HAI therefore uses a benchmark called Massive Multitask Language Understanding (MMLU), which evaluates models in zero-shot or few-shot settings across 57 diverse subjects in the humanities, STEM, and the social sciences.
HAI found that Gopher, Chinchilla, and variants of PaLM have each posted state-of-the-art results on MMLU, and the pace of YoY improvement is amongst the fastest across the HAI benchmarks.
AI struggles with reasoning
On the negative side for AI, HAI observes that while “[l]anguage models continued to improve their generative capabilities, …new research suggests that they still struggle with complex planning tasks.” Or as Yann LeCun, Facebook’s chief AI scientist puts it more colourfully, AI has less common sense than a domestic cat.

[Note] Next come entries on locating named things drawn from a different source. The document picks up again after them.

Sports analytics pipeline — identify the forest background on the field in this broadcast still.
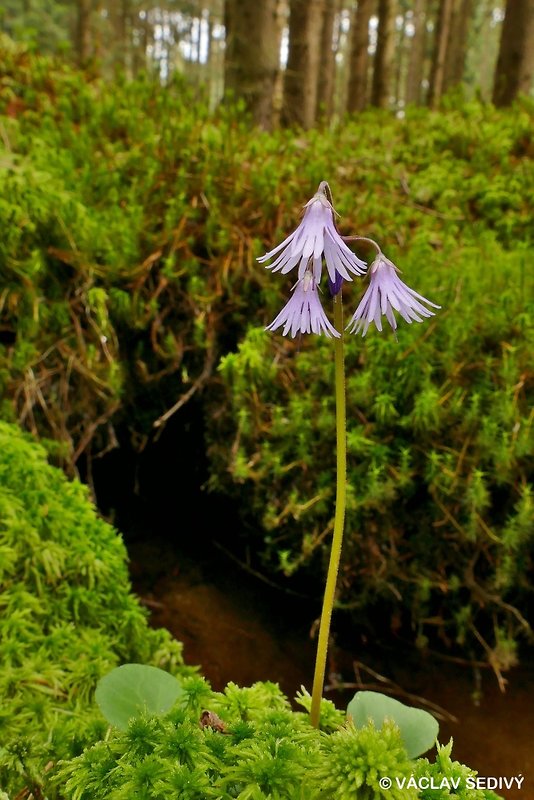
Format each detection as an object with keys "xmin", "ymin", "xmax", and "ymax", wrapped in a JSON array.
[{"xmin": 0, "ymin": 0, "xmax": 534, "ymax": 682}]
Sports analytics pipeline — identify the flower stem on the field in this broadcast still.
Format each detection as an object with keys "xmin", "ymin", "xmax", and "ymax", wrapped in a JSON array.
[{"xmin": 310, "ymin": 291, "xmax": 347, "ymax": 728}]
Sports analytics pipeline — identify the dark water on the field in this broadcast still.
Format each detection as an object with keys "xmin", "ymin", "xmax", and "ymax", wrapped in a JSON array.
[
  {"xmin": 130, "ymin": 542, "xmax": 534, "ymax": 800},
  {"xmin": 93, "ymin": 418, "xmax": 534, "ymax": 800}
]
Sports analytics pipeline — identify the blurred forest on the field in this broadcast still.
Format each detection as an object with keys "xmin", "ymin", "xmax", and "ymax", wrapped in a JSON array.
[
  {"xmin": 0, "ymin": 0, "xmax": 534, "ymax": 681},
  {"xmin": 0, "ymin": 0, "xmax": 534, "ymax": 128}
]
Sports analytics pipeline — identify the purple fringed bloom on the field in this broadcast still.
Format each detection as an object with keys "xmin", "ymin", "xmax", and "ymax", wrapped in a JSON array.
[
  {"xmin": 347, "ymin": 253, "xmax": 440, "ymax": 336},
  {"xmin": 258, "ymin": 190, "xmax": 366, "ymax": 285},
  {"xmin": 265, "ymin": 270, "xmax": 340, "ymax": 339}
]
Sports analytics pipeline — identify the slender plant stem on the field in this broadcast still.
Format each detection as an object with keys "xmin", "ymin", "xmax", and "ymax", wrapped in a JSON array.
[{"xmin": 310, "ymin": 291, "xmax": 347, "ymax": 728}]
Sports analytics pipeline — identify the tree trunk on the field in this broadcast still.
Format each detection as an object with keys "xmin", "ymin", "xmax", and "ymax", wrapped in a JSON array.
[
  {"xmin": 224, "ymin": 0, "xmax": 280, "ymax": 129},
  {"xmin": 428, "ymin": 0, "xmax": 453, "ymax": 108},
  {"xmin": 406, "ymin": 0, "xmax": 428, "ymax": 105},
  {"xmin": 443, "ymin": 0, "xmax": 473, "ymax": 92},
  {"xmin": 394, "ymin": 8, "xmax": 407, "ymax": 108},
  {"xmin": 347, "ymin": 0, "xmax": 375, "ymax": 113},
  {"xmin": 493, "ymin": 0, "xmax": 534, "ymax": 106},
  {"xmin": 76, "ymin": 0, "xmax": 93, "ymax": 66},
  {"xmin": 282, "ymin": 0, "xmax": 323, "ymax": 128},
  {"xmin": 317, "ymin": 0, "xmax": 338, "ymax": 120},
  {"xmin": 371, "ymin": 0, "xmax": 396, "ymax": 108},
  {"xmin": 109, "ymin": 0, "xmax": 130, "ymax": 69}
]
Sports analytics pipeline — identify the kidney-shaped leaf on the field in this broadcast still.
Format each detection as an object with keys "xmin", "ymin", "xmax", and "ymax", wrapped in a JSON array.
[
  {"xmin": 95, "ymin": 664, "xmax": 183, "ymax": 730},
  {"xmin": 347, "ymin": 692, "xmax": 439, "ymax": 758}
]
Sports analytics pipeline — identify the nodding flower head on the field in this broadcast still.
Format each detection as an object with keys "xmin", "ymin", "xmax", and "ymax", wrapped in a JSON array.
[
  {"xmin": 347, "ymin": 253, "xmax": 440, "ymax": 336},
  {"xmin": 258, "ymin": 181, "xmax": 366, "ymax": 285},
  {"xmin": 265, "ymin": 269, "xmax": 340, "ymax": 339}
]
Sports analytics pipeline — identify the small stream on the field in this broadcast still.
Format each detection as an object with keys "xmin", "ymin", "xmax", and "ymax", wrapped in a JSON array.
[{"xmin": 129, "ymin": 541, "xmax": 534, "ymax": 800}]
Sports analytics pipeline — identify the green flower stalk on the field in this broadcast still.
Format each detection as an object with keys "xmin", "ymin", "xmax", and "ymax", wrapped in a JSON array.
[{"xmin": 258, "ymin": 181, "xmax": 439, "ymax": 728}]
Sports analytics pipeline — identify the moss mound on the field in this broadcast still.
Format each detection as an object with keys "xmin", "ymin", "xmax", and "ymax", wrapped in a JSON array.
[{"xmin": 0, "ymin": 422, "xmax": 192, "ymax": 796}]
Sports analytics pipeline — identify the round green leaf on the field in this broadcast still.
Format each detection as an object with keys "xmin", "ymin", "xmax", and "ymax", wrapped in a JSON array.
[
  {"xmin": 95, "ymin": 664, "xmax": 183, "ymax": 730},
  {"xmin": 347, "ymin": 692, "xmax": 439, "ymax": 758}
]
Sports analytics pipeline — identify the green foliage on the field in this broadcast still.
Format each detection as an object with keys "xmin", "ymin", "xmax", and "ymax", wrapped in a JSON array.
[
  {"xmin": 0, "ymin": 45, "xmax": 534, "ymax": 669},
  {"xmin": 95, "ymin": 664, "xmax": 186, "ymax": 730},
  {"xmin": 414, "ymin": 739, "xmax": 498, "ymax": 800},
  {"xmin": 0, "ymin": 422, "xmax": 192, "ymax": 798},
  {"xmin": 54, "ymin": 677, "xmax": 502, "ymax": 800},
  {"xmin": 347, "ymin": 692, "xmax": 439, "ymax": 758}
]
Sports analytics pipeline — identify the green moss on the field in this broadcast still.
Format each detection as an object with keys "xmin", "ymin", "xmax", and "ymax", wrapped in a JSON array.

This can be illustrated by comparing two benchmarks from the 2023 AI Index report.
The first benchmark is the Visual Question Answering Challenge (VQA) which tests AI systems with open-ended textual questions about images: for example as depicted below:
The top-performing model was PaLI, a multimodal model produced by Google researchers, which scored better than the human benchmark as depicted below:
The second benchmark is Visual Commonsense Reasoning (VCR), which is a relatively new benchmark in which AI systems must answer questions presented from images, as in VQA, but the AI has to go further to select the reasoning behind their answer choices.
As the figure below shows, AI systems consistently perform well below human benchmark levels on this more complex reasoning test. HAI notes that “VCR is one of the few visual benchmarks considered in this report on which AI systems have yet to surpass human performance.”
The next two instalments will look at the 2023 AI Index’s data on investment and commercial use of AI and AI ethics.
AI struggles to understand us
And lastly again on the negative side for AI, it struggles to accurately identify human emotions.
Sentiment analysis AI applies language techniques to identify the sentiment of a particular text. It is used by many businesses to better understand customer reviews.
The Stanford Sentiment Treebank (SST) is a dataset of 11,855 single sentences taken from movie reviews that are then transformed into 215,154 unique phrases whose sentiments have been annotated by human judges.
In 2022, AI posted a new high score on the SST benchmark – but that was only 59.8% posted by the Heinsen Routing + RoBERTa Large model, and the YoY is looking like it will plateau.
AI as the new ‘Q’
A striking development identified by HAI was that the AI models are starting to rapidly accelerate scientific progress. Examples given by HAI include:
- nuclear fusion, which promises safer, cleaner nuclear energy, is achieved using a machine called a tokamak, which controls and contains the heated hydrogen plasma. The problem is that the plasmas produced in these machines are unstable and necessitate constant monitoring. In 2022, researchers at DeepMind developed a reinforcement learning algorithm to discover optimal tokamak management procedures.
- Antibody discovery using traditional means typically requires immense amounts of time and resources, often resulting in antibodies which are suboptimal (requiring the researchers to go back to scratch over and over again). Generative AI has been used to create antibodies in a zero-shot fashion, where antibodies are created with one round of model generation without further optimization. These AI-generated antibodies are also robust. This AI-based approach should substantially accelerate drug discovery.
HAI also identified ‘self generating AI’ as another emerging trend. Nvidia, a chip maker, used AI to design a chip which is 25% smaller but as fast and functional as the chips it has previously designed using standard electronic design automation tools.